L'info juridique et technique d'une affaire exceptionnelle par le Prof. H. CAUSSE

Le courrier au journal Le Monde est incroyable et je suis perplexe de voir Fr. BAYROU, qui a tant de qualités, avoir les propos juridiques qu'il a :
http://www.lemonde.fr/

Je dois avouer ne pas comprendre pourquoi le Président du MoDem s'embarque dans une telle thèse... sans doute pour des raisons médiatiques et politiques ; s'il devait s'averer qu'il y a une conspiration générale, soit, au sens technique une fraude 'principe juridique de droit appliquable : fraux omnia corrumpit, il serait glorieux.

Sous prétexte que l'affaire tourne au politique, le juriste ne doit pas s'échapper, comme il le fait trop souvent, confondant la réserve usuelle des professionnels (magistrats et avocats) du droit - bonne pour la Justice et les justiciables, et la liberté de l'universiataire qui, au contraire, doit tout dire.

Dans les divers points écrit par M. BAYROU, je trouve utile de faire les observations suivantes.

Tout le monde sait que que l'EPFR doit payer, la loi de 1995 a sans doute été votée à l'unanimité et probablement par F. BAYROU...

"Il n'y a pas eu de décision de justice.
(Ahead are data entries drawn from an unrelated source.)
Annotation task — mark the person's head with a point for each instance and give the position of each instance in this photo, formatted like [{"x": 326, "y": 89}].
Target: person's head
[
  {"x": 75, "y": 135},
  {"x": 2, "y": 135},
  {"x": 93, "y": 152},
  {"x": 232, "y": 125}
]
C'est une décision politique." ; c'est juridiquement faux.
"La procédure d'arbitrage est une procédure privée destinée au monde des affaires.", c'est le cas ! "Qand les intérêts de l'Etat et du contribuable sont en jeu, c'est un principe absolu du droit que l'arbitrag est interdit; seules les juridictions instaurées par la loi sont compétentes." Aucun article de loi n'est cité, c'est encore juridiquement faux. M. BAYROU aurait dû faire compléter la loi de 1995 qui créa l'EPFR pour y faire mentionner : que les créances reprises devenaient publiques et que le régime de ces créances étaient de droit public. A défaut, l'affaire est commerciale, d'ailleurs, le triunal de commerce puis une chambre commerciale de la CA de PARIS ont été saisis : l'autorité judiciare a reconnu la nature commerciale de l'affaire.

"La seule décision favorable à M.Tapie a été cassée en des termes d'une dureté inhabituelle par la Cour de cassation" ; aucun commentateur - professeur de droit paptenté et indépendant - n'a dit cela, je pense à l'inverse (et depuis novembre 2006) que la cassation pouvait être évitée (mais c'est une analyse technique personnelle, promis je la reprendrai).

Autre affirmation juridique infondée en technique juridique : "Il faut noter qu'un autre principe général du droit est mis en cause : il ne peut y avoir de justice que contradictoire, or M. Tapie a été entendu, mais pas ses contradicteurs, ni Jean Peyrelevade qui a redressé le Crédit lyonnais, ni Jean-Pierre Aubert, président du CDR, jusqu'à la clôture de ses activités." ; il y a dans cette phrase une accusation des arbitres de ne pas avoir fait leur travail car le contradictoire est évidemment une obligation du tribunal arbitral - c'est probablement une imputation inexacte qui, de ce seul fait, pourrait amener à des suites judiciaires (...) ; cette obligation du respect du contradictoire n'inclut évidemment pas l'obligation d'entendre les anciens présidents du Crédit Lyonnais ! Une personne morale est toujours représentée par son président en exercice, c'est vrai en droit public comme en droit privé. Au surplus, J. PEYRELEVADE, proche de Fr. BAYROU, a déjà dû témoigner et les pièces du dossier doivent comporter ces attestations civiles (voires des dépositions pénales) à la disposition des arbitres.

Il y a une autre imputation (en journalisme on dirait "accusation") : "La décision d'arbitrage, dont le principe avait été décidé en catimini, largement orientée à l'avance par des montants d'indemnisation définis noir sur blanc, a été annoncée" ; c'est ce que j'appelle la thèse de la conspiration générale : elle exige de démontrer que les arbitres sont des "vendus" parce qu'ils ont été "achetés"... Personne n'a pour le moment dit que cela était le cas, ou même que cela était probable... Selon cette phrase, les arbitres n'auraient donc rien arbitré ! Mais ils auraient simplement "enregistré" les volontés des deux parties.

Fr. BAYROU conclut en parlant de l'abaissement de l'Etat, son texte ne fait en tout cas pas progresser l'Etat de Droit auquel pourtant il est tant attaché.